Consistency and identity management

Consistency is a strange thing. We are in dire need of it to give computers something reliable to work with, yet we are unlikely to achieve the necessary level of consistency in our data due to various reasons. First, we are human, and inconsistency can be said to be part of human nature; second, there are different catalogers entering data into the same pool who don’t do things exactly the same. We can (and as catalogers, should) strive for as much consistency as possible in our own work, but factors such as the ones just mentioned get in the way.

Current ILS match strings for indexing, so it’s hard for them to tell whether “Oxford UP” and “Oxford Univ. Pr.” and “Oxford University Press” (I’ll spare you other ways to write this – which exist!) are the same or not. Users wanting to browse titles of a certain publisher are left to click through lists of variant names (typos and such included…). Or even worse, failing such an index, they have to search for all kinds of variations.

Why not cluster / merge these under one term? The technical possibilities are there (the freely available Google Refine, or topic maps, for that matter), I’m sure it could be implemented into library systems. A simple list of values to choose from while cataloging would be another, although limited, option. Here software can help straighten out human errors or inconsistencies (which, let’s face it, will continue to exist) and users will benefit from a more time-sparing and useful display. Identity management, anyone?


10 thoughts on “Consistency and identity management

  1. Bryan Campbell

    Like you, I favor “[a] simple list of values to choose from while cataloging…” The requirement that the value be transcribed (even taken as seen according to RDA) is a hindrance rather than a help. The value has more value when controlled, in my view. I would venture to say likewise for place of publication. You suggested the presence of technical possibilities. Have you seen OCLC’s WorldCat Publisher Pages prototype | ? Here is a page for a well known (to librarians) Publisher: Libraries Unlimited, Inc. | What do you think?

    1. Saskia Post author

      Thank you very much for the link to the WorldCat Publisher Pages. I didn’t know they existed, but had hoped there would be some tool that is more expressive than what we have in OPACs and that someone would be aware of it 😉 These Publisher Pages are fantastic, it’s a shame they are apparently not worked on or updated anymore! Even so, the question arises: how to seamlessly incorporate them into a discovery system with the respective library’s resources.

  2. annewelsh

    And AACR2 tells us to give publishers in the shortest recognisable form, except for university presses, which should be given in full –

    260 $aOxford : $bOxford University Press, $c2011

    RDA plans on asking us to write out publisher names in full, too.

  3. jamie

    Authority control needs to move beyond what particular name/term is used and to a model where the identifier carries no information itself, but has as many names and other pieces of information associated with it – just as with Topic Maps’ subject identifiers.

    The matter of which name associated with a subject identifier should be used in any particular context has nothing to do with the identity of the thing identified. Rather, the context is the determining factor: language, script, user preferences, etc.
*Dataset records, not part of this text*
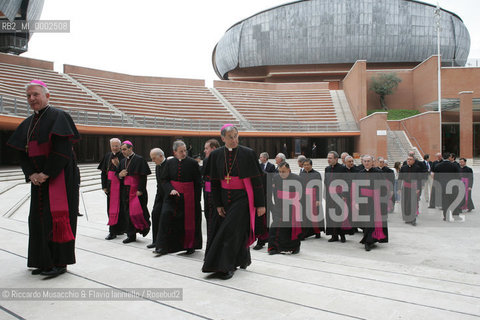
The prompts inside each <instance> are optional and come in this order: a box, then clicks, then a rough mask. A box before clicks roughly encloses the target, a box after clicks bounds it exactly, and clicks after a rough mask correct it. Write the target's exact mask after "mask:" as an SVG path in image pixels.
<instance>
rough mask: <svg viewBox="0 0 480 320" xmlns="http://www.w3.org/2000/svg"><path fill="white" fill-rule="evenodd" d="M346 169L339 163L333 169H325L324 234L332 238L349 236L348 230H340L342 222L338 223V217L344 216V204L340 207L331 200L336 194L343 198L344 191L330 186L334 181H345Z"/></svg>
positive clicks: (345, 175) (331, 166) (336, 203)
mask: <svg viewBox="0 0 480 320" xmlns="http://www.w3.org/2000/svg"><path fill="white" fill-rule="evenodd" d="M346 173H347V168H346V167H345V166H343V165H341V164H339V163H337V164H335V165H334V166H333V167H332V166H328V167H326V168H325V220H326V223H327V229H326V232H325V233H326V234H327V235H332V236H334V237H335V236H338V235H343V234H350V233H351V232H350V229H348V230H346V229H345V228H342V225H343V221H340V219H339V217H340V216H342V215H343V216H344V217H345V218H346V216H345V213H344V212H345V208H346V203H345V204H342V206H340V205H339V204H338V203H337V202H335V200H334V199H333V197H332V195H333V194H337V195H338V196H339V197H344V193H345V192H346V190H343V188H342V187H340V186H334V185H332V182H333V181H335V180H337V179H338V180H342V181H346V179H345V178H346Z"/></svg>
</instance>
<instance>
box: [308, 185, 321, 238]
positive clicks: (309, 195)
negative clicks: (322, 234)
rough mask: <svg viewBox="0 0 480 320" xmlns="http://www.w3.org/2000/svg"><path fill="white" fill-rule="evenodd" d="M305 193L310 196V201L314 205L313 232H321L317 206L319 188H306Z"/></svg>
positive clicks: (313, 209)
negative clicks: (316, 188) (320, 230)
mask: <svg viewBox="0 0 480 320" xmlns="http://www.w3.org/2000/svg"><path fill="white" fill-rule="evenodd" d="M305 193H306V194H307V201H308V197H310V203H311V205H312V227H313V232H315V233H320V221H319V219H318V218H319V214H318V207H317V189H316V188H305Z"/></svg>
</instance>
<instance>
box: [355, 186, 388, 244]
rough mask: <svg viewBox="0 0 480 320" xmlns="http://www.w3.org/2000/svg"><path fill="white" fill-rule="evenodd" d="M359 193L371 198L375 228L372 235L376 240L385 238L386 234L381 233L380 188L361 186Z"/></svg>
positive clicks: (381, 214)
    This is (part of) the model used in the Entity Authority Tool Set, which I am currently rewriting to be a Topic Maps application. You can see it somewhat in action at — OUP is there, in an uninteresting record; the records for Saint Petersburg and Katherine Mansfield might give some idea of what the system can do.

    1. Saskia Post author

      Thanks again for pointing to this excellent work. A question that just occurred to me: since the code is open source, do you know of any use cases of EATS in libraries?

      1. jamie

        I’m afraid I don’t know of any library installations, and while that’s not to say there aren’t I’d be very surprised to find even one. Since EATS only does one part of what a library system needs to do, it’s always going to be tough for it to compete (as it were) against more integrated systems that do much or all of what is required.

        I must admit that I have barely done anything to make EATS known outside of my personal contacts, and while the documentation has been improving, the whole system is likely far too forbidding for anyone to set up without serious incentive.